Every other Saturday, I would walk a half-mile to the Alexandria Code and Coffee event to hang out and work on my side project. Then take the bus a few blocks away from M. E. Swing Coffee Roasters to do some more work or e-mail/newsletters, etc. Between 2:30 PM and 2:40 PM, I would head out to take the 10B bus from Del Ray to Arlington to grab a late lunch.

Then walk a mile to Norhtsdie Social for a bit more work. Then down to Three Whistles for live music and a bit more work. There typically was a bunch of Twitter reading and other distractions during all this.

Finally, close to midnight, I would catch two trains to get home. So spent the whole day either walking, taking a bus or train on days like this.

Getting Around Before the Pandemic

So before the pandemic, I managed to get around by foot, bus, or metro.

Okay, there were two weekends where I rented a car. About three months apart to do some large grocery shopping. At places like Wegmans, Sam’s Club, etc., to stock up on more bulk items like toilet paper, Kleenex, paper towels, etc.

My sister made fun of me for having a 30 part of toilet paper and some other rolls at one point when she visited. I felt good when I still have close to 25 rolls left when everyone else was attempting to buy some at the pandemic’s start.

Plus, I would go on the two Sundays to a buddy’s place who lived in the country and raised pigs on the side. To get out to the city for a bit and get some fresh air.

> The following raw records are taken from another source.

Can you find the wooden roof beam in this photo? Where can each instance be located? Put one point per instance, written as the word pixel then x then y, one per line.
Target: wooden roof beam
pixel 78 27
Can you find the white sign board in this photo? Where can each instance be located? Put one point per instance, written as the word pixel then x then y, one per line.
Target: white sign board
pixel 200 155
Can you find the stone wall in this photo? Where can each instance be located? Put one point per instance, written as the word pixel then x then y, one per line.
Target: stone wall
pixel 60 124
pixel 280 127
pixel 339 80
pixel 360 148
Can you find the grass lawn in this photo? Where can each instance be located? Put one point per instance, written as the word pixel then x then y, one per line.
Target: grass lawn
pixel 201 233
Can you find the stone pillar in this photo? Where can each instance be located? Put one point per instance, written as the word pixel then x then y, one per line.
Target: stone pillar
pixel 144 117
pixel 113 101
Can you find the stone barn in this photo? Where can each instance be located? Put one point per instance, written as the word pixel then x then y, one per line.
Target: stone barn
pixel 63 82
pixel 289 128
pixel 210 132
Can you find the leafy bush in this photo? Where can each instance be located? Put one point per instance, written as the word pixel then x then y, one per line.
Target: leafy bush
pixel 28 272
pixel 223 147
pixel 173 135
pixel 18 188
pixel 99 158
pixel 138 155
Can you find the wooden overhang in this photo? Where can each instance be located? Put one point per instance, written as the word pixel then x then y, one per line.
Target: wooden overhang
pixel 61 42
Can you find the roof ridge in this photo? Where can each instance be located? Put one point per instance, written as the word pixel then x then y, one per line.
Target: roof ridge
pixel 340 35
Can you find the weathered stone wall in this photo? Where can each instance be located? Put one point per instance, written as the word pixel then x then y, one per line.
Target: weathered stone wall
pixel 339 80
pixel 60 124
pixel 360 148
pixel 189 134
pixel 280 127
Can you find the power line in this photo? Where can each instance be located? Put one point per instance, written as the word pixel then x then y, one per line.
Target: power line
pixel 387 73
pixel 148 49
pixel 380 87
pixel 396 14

Finally, Got Rid of the Car

After not being able to use the car, I sold my car to a friend’s friend in late August. Because they thought it would be cheaper to fix mine than theirs. Now I need to find out if that was the case.

I checked. It seems it cost more than I would have wanted to spend, and that didn’t include my friend’s labor. I probably would have bought an eight or ten-year-old car for about the same price.

In Conclusion

Getting to go out in the country is the one thing I miss without having a car.

Since the pandemic, I have not been more than I think a mile and a half or a little more from my house.

I don’t want to get on the metro, bus, etc., at this point.